Sure, would you ask the same when buying a car? “Just leave a wheel off and cut the price by 25%”
It’s the same theory. No matter how many words, (although yes, product descriptions cost less than full web pages), if you cut it to save money, the copy won’t work how it was intended.
It’s All About Me
*head in hands* There is a rare breed of clients that sell products or services on the internet and somehow believe that their website is their portal for telling everyone about their lives.
This includes personal blog posts, telling people about their weekend on sites selling shampoo and sharing their music taste with visitors when they’re trying to convince them to buy plumbing services.
If you’re a celebrity, a life coach, or a person of interest then yes, let’s make it about you. If you’re selling something other than yourself, please let’s focus on the products/ services and your actual customers.
Top Tip: The only person that will read your blogs about your weekend is your mother. Customers will be put off as they only want to know if you can deliver what they want for the best price on time.
Someone Told Me I Should Use Keywords
A little knowledge can be destructive. If you’re a trained
Think about it, there is only a handful of ways any copywriter can entwine Find Cheap Cleaning Company UK into the copy without it looking completely ridiculous.

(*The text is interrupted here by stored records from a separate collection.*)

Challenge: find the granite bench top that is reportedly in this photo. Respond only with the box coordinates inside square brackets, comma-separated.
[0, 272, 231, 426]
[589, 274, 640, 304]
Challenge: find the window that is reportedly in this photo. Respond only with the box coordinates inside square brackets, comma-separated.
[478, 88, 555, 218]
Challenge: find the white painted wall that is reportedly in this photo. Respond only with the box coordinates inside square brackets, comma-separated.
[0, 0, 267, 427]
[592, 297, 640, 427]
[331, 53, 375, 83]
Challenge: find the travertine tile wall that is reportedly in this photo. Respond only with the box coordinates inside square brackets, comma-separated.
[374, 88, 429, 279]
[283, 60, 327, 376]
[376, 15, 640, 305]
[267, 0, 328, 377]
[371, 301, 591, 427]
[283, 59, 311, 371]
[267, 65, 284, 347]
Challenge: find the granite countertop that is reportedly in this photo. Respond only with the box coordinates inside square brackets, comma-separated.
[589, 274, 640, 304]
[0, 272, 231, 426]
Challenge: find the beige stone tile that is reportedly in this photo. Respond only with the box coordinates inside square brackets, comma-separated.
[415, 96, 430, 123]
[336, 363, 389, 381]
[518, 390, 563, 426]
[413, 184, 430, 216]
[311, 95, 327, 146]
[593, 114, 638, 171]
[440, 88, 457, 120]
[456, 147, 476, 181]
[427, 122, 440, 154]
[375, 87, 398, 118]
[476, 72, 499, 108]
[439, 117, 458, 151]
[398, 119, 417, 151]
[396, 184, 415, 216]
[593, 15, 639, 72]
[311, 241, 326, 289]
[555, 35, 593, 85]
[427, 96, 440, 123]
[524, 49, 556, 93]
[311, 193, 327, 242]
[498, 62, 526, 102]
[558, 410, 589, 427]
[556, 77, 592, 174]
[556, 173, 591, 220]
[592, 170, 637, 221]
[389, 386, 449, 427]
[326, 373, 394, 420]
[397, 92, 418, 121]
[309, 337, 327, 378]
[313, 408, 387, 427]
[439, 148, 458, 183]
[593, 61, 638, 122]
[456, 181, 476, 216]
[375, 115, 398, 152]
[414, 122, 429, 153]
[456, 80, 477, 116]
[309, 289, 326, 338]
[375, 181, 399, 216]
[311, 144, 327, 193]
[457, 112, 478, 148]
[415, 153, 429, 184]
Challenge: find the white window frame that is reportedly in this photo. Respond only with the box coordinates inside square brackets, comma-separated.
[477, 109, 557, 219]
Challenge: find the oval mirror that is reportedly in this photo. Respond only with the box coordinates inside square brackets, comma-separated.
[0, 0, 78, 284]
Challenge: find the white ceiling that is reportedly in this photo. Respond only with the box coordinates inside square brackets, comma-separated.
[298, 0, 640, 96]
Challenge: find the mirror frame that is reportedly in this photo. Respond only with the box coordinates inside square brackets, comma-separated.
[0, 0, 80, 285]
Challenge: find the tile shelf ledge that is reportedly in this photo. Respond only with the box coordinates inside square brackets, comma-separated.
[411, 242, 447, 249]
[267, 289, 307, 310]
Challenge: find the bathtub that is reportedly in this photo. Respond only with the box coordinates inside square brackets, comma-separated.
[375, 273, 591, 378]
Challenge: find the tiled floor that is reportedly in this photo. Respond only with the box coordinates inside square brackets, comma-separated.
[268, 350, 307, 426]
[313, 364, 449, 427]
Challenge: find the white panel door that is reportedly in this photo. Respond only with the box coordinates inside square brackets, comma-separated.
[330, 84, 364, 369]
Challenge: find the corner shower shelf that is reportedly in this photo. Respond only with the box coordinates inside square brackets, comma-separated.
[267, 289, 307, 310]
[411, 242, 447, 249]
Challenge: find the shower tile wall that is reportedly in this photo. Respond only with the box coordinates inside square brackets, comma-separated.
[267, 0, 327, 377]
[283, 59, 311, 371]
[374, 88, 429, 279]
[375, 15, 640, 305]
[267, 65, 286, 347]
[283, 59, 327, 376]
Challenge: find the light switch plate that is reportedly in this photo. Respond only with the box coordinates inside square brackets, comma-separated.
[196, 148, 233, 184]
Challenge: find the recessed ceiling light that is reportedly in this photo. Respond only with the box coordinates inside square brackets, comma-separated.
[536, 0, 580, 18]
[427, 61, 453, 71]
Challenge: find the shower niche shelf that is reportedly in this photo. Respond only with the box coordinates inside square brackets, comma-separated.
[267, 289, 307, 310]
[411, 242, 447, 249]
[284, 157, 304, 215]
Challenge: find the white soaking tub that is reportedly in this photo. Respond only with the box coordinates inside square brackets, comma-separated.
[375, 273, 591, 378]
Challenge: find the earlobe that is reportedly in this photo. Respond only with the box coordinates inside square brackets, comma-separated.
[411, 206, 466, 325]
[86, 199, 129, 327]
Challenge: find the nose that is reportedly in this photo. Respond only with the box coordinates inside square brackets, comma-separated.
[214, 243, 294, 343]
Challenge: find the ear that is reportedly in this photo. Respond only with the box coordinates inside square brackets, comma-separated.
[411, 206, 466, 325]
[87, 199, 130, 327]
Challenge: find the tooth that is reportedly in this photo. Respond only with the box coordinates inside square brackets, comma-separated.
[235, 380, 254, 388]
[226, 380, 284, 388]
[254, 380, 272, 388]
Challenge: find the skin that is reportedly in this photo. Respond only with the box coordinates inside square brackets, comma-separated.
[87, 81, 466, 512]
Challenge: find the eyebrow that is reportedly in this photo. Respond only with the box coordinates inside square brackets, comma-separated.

I’ll Pay On My Invoice Terms Not Yours
We send an invoice to be paid immediately on receipt. You tell us you pay your invoices every sixty days. We should accept this? Sometimes, when discussed beforehand with larger companies this is fine but otherwise, consider this.
You walk into Waitrose, you buy a trolley load of food. You tell the checkout person you’ll pay in sixty days after the food has been eaten. How does that work out for you?
Think of other scenarios:
- Your car at the garage – try to get your car back from it’s MOT when you tell the garage they have to wait sixty days
- An auction you won on EBay – will the item be there after the sixty days has passed?
We’re doing you a huge favour by not asking for 100% BEFORE we deliver. Your job takes time to complete and once submitted, heaven forbid, we do expect to be paid. Please don’t order work from us unless you have the money available in the bank already.
As a freelance copywriter, not an agency, I do curse when I spend a good portion of my day chasing invoices to pay my own freelancers. It’s not on guys, not on at all.
Can You Just Replace the Word Egg with the Word Sprout, 254 line down, Page ?
Even the best copywriters make mistakes, these mistakes are usually in the form of a typo, a missing s or an automatically corrected word that is now in the wrong context. I make a point of reading through everything I write, twice, before sending it to a client and I like to think that as a previous editor of a publishing house, I can pick out any errors. I’m not infallible though and sometimes a single typo will find its way through.
Of course, any amendments are always free, I wouldn’t dream of charging for changes but sometimes, I do think, couldn’t you change that yourself?
For instance I recently produced a LOT of copy to one client. The only criticism they had was that I’d used the word egg to help readers visualise the size of a foetus, when she thought the size was more akin to a sprout.
Now, instead of changing this one word in a 10,000 word paper, she sent the document back and asked me to change it. Not only this but she crossed out egg in green (using the font colour changer, not track changes) and added comments in blue underneath along with the word SPROUT in capitals, bold and italics. I had to remove all the extra jargon, change the fonts, the colours and the leaning position, re-save the document, send it back and wait 7 days until she accepted the change.
Why couldn’t she do this herself? Which reminds me, I’m still waiting for payment of her invoice…
All in all we do love our clients as copywriters but sometimes, like every worker out there, we do find the odd annoyance!